In unserem letzten Newsletter berichteten wir über eine Entscheidung des LG Frankfurt a. M. (Urt. v. 22.04.2014, Az.: 3-5 O8/14), wonach eine auf einen beträchtlichen Personalabbau zurückzuführende Verkleinerung des Vorstands einer Aktiengesellschaft während der laufenden Bestellungsperiode eines Vorstandsmitglieds keinen wichtigen Grund i. S. d. § 84 Abs. 3 Satz 1 AktG für den Widerruf der Bestellung des Vorstandsmitglieds darstellt. Dieses Urteil wurde nunmehr in der Berufungsinstanz vom OLG Frankfurt a. M. (Urt. v. 17.02.2015, Az.: 5 U 111/14) – wenn auch mit anderer Begründung – bestätigt, die Revision beim Bundesgerichtshof ist anhängig. Die beklagte Aktiengesellschaft plante einen erheblichen Personalabbau, weshalb auch der Vorstand verkleinert werden sollte. Der Aufsichtsrat beschloss – was nach der Satzung der Aktiengesellschaft zulässig war – die Verkleinerung des Vorstands und in Folge dessen den Widerruf der Bestellung des klagenden Vorstandsmitglieds, dessen Amtszeit regulär erst zum 31.05.2017 geendet hätte. Eine Kündigung des Anstellungsverhältnisses des Vorstandsmitglieds erfolgte nicht. Das Vorstandsmitglied wandte sich mit seiner Klage gegen die Abberufung und begehrte Feststellung, dass die Abberufung unwirksam ist. Zudem beantragte der Kläger, die Aktiengesellschaft zu verurteilen, ihn zu unveränderten Bedingungen als Vorstandsmitglied bis zum regulären Ende seiner Amtszeit weiter zu beschäftigen. Das LG Frankfurt verneinte in erster Instanz einen wichtigen Grund und stellte die Unwirksamkeit der Abberufung fest. Den Weiterbeschäftigungsanspruch verneinte das LG Frankfurt jedoch und wies die Klage insoweit ab. Dagegen wandte sich die beklagte Aktiengesellschaft in der Berufungsinstanz.

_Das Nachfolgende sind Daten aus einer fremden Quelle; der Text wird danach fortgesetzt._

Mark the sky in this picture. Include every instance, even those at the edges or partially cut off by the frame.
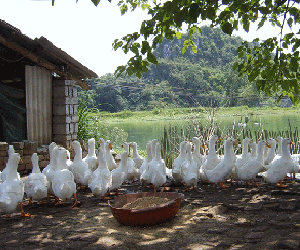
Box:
[0,0,292,77]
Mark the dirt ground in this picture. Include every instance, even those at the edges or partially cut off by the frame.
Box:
[0,176,300,250]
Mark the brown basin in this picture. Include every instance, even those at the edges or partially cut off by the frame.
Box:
[108,192,183,226]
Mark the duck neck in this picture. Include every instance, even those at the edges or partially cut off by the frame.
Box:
[242,141,248,157]
[224,144,233,160]
[256,144,264,162]
[281,143,292,158]
[98,150,108,168]
[74,148,82,161]
[208,141,217,156]
[132,146,138,158]
[32,162,41,174]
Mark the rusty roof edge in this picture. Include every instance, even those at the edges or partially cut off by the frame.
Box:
[0,19,98,82]
[34,36,98,78]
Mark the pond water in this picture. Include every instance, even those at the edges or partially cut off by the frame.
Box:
[110,113,300,150]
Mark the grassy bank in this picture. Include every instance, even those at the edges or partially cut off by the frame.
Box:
[89,106,300,122]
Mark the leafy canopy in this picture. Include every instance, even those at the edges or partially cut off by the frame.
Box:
[59,0,300,103]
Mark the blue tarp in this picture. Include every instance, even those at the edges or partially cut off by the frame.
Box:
[0,83,27,142]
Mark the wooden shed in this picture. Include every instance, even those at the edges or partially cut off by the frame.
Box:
[0,19,98,148]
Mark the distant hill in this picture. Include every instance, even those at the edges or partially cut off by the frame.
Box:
[83,26,270,112]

Sowohl das LG Frankfurt als auch das OLG Frankfurt entschieden, dass der geplante und auch umgesetzte erhebliche Personalabbau und die Verschlankung des Vorstands die Abberufung des klagenden Vorstandsmitglieds nicht rechtfertigten. Für die wirksame Abberufung fehle es an dem wichtigen Grund i. S. d. § 84 Abs. 3 AktG. Zwar könne ein solcher wichtiger Grund auch ein betriebsbedingter, wirtschaftlicher Grund sein, erforderlich sei dann aber, dass der Fortbestand der Bestellung zum Vorstandsmitglied mit erheblichen wirtschaftlichen Nachteilen für die Gesellschaft verbunden ist. Dafür bestanden im Streitfall keine Anhaltspunkte. Auch die von der beklagten Aktiengesellschaft behaupteten positiven Wirkungen bei der Außendarstellung seien nicht so gravierend, dass sie eine sofortige Abberufung des Vorstandsmitglieds rechtfertigten. Weil der Anstellungsvertrag fortbestand, seien von der Gesellschaft ohnehin bis zu zwei Jahresgehälter ohne Gegenleistung zu zahlen. Formell weicht die Entscheidung des OLG Frankfurt von der erstinstanzlichen Entscheidung ab: Das LG Frankfurt gab dem Feststellungsantrag des Klägers, der auf die Feststellung der Nichtigkeit des Aufsichtsratsbeschlusses gerichtet war, statt. Das OLG Frankfurt hingegen wies den Hauptantrag ab und erklärte auf den hilfsweise gestellten Antrag des Klägers die Abberufungserklärung für unwirksam.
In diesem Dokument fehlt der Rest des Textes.